8 kwi 2012

To ja życzę :)


Wszystkim spokojnych, wesołych, z jajem (lub nawet parą ;) ), z mokrym prześcieradłem w poniedziałek, bez trupa w szafie, bez kraksy, bez pijanych kiboli i ogólnie pozytywnych Świąt życzę ja. A, że żem pozawijał taką jedną wydmuchę, to i też obrazek jest :)

2 kwi 2012

Kwaśnica

Pyszna, kwaśna kwaśnica.
Każdy chyba ma czasem tak, że coś lubi ale żeby zrobić to potrzebuje impulsu. Przynajmniej ja tak czasem mam i tak było z kwaśnicą. "Na mieście" jak akurat zobaczyłem w karcie to z chęcią i owszem ale zrobić w domu, jakby to ująć... nie było okazji. Aż tu zupełnie niechcący, będąc w odwiedzinach u rodzicielki, w dodatku kulinarnym Wyborowej, który rzucił mi się kanapowo w oczy, znalazłem przepis. Komórka, foto, zapisane... "sie zrobi". Parę dni później wprowadziłem przepis w życie.
Zestaw proponowany:
- żeberka wędzone - 250 g,
- kapusta kiszona - 300 g,
- ziemniaki - 3-4 szt,
- cebula - 1 szt,
- liść laurowy,
- masło, sól, pieprz.
Zestaw do wykonania kwaśnicy gotowy.
Wykonanie bardzo proste. Żeberka kroimy, wrzucamy do 2 litrów wody, doprowadzamy do wrzenia i gotujemy 20 minut. Mięso powinno zmięknąć w tym czasie wystarczająco. Dorzucamy do tego odciśniętą i posiekaną kapustę, liść laurowy, parę ziaren pieprzu i znowu gotujemy ok. 20 minut żeby kapusta była miękka. Po prawdzie zależy to od kiszonki i może się gotować i pół godziny. Oczywiście "po drodze" solimy zupę sprawdzając smak (pamiętać trzeba, że żeberka mogą być dość słone).
W międzyczasie gotujemy ziemniaki pokrojone w kostkę i podsmażamy drobno posiekaną cebulę żeby dorzucić je do gara pod koniec gotowania.
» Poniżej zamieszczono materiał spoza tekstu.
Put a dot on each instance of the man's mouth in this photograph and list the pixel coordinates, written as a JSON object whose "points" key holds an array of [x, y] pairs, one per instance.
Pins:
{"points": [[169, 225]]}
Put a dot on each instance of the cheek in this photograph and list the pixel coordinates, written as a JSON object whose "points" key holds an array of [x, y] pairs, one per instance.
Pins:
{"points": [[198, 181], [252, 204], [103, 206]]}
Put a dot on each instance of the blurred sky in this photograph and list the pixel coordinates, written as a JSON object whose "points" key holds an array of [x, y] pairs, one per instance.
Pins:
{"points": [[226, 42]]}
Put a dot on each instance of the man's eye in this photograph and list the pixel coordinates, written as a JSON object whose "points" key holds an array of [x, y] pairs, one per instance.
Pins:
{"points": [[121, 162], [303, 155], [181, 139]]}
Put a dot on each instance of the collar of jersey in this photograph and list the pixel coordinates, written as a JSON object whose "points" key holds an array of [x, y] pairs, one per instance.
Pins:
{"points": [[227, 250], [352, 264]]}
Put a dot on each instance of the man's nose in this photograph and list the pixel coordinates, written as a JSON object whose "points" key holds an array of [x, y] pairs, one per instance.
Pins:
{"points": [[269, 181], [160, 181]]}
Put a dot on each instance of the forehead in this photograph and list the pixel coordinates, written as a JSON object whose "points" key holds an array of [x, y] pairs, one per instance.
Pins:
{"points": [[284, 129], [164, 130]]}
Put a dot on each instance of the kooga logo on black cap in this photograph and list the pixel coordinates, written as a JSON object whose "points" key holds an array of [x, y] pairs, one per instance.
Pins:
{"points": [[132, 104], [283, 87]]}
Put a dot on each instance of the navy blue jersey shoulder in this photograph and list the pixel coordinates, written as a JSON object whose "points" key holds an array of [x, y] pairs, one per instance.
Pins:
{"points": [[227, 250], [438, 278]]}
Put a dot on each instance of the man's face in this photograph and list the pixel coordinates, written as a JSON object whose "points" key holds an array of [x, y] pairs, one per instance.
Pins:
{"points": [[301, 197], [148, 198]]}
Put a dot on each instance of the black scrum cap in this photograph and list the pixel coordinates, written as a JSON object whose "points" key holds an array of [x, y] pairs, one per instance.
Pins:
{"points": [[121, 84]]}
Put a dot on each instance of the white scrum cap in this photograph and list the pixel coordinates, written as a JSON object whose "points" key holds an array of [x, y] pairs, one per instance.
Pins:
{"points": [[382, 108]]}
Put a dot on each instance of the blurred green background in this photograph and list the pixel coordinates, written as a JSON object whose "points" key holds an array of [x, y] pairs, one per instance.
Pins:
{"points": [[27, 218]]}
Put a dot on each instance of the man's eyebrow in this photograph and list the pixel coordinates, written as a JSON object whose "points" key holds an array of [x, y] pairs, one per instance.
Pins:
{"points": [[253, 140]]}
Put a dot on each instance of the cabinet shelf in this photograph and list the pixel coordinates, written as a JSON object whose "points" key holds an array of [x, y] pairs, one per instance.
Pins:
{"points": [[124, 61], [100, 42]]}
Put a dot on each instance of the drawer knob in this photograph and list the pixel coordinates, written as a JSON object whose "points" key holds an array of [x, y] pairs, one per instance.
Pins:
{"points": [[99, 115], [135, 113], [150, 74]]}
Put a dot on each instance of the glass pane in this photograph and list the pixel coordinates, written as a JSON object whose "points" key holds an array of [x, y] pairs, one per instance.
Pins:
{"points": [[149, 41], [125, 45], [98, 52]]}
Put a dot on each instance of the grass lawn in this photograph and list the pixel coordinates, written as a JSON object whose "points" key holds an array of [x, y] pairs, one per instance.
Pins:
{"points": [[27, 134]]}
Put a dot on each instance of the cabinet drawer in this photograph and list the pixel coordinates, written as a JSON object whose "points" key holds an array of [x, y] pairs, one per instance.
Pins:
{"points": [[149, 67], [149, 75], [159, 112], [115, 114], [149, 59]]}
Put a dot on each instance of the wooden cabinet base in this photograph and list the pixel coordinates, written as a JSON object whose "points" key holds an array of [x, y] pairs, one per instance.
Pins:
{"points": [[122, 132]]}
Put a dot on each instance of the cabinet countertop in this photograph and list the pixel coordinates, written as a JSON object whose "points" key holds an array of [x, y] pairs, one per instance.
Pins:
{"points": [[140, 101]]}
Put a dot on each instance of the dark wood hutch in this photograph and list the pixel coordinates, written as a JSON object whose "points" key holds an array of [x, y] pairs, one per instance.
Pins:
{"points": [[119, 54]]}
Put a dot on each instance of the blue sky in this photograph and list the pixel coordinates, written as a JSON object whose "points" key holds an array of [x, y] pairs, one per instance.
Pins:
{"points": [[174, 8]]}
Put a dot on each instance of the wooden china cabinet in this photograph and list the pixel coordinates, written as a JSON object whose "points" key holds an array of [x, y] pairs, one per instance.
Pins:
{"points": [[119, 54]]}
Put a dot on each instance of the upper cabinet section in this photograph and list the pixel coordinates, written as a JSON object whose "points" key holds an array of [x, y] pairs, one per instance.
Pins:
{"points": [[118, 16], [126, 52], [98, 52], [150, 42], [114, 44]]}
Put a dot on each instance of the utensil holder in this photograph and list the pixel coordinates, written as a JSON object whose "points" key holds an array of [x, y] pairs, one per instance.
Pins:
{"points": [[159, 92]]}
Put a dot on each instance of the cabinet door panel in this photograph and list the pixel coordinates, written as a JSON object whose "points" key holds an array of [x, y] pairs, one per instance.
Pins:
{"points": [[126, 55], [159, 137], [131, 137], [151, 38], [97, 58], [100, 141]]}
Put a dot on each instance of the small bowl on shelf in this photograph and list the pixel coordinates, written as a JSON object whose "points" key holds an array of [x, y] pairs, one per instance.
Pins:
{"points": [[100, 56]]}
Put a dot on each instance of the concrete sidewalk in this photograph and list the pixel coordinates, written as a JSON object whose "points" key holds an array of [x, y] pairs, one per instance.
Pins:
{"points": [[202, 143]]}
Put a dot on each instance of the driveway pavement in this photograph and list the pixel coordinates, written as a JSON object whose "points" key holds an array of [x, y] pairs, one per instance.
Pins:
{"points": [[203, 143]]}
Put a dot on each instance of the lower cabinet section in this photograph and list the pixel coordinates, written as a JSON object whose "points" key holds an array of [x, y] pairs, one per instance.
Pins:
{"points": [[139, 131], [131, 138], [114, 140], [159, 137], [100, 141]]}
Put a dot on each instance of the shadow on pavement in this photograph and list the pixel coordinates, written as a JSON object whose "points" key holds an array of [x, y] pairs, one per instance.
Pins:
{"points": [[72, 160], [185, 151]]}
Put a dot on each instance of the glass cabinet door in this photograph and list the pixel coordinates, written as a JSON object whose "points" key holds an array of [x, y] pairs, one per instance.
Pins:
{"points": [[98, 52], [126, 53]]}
Kwaśnica może wjeżdżać na stół z porządną kromką chleba do zagryzienia.
Czas jeść :)
I teraz, żeby nie było, że tylko zrobiłem i przepisałem. O nie, nie. Powiem tak... ten przepis bez żadnych poprawek jest słaby. Na tą ilość wody żeberek i kapusty jest za mało. Ja dałem 300 g wędzonki - to wg mnie minimum. Kapusty niestety dałem tyle co w przepisie i to był główny błąd (chyba, że ktoś lubi niewyraźne smaki i ogólnie wodniście) - powinno jej być przynajmniej o 100-200 g więcej. Z ilością ziemniaków to inna bajka - to niestety zależy od ich wielkości. Ja wziąłem niewielkie a powinny być duże. Można oczywiście też po prostu wlać mniej wody... ale to jedzenia mniej będzie ;). Aha... następnego dnia jest jeszcze lepsza.
Gotując tą pyszną zupę po raz n-ty zastanawiałem się dlaczego kapusta kiszona jest tak często spaprana marchewką. Nie wymyśliłem :(.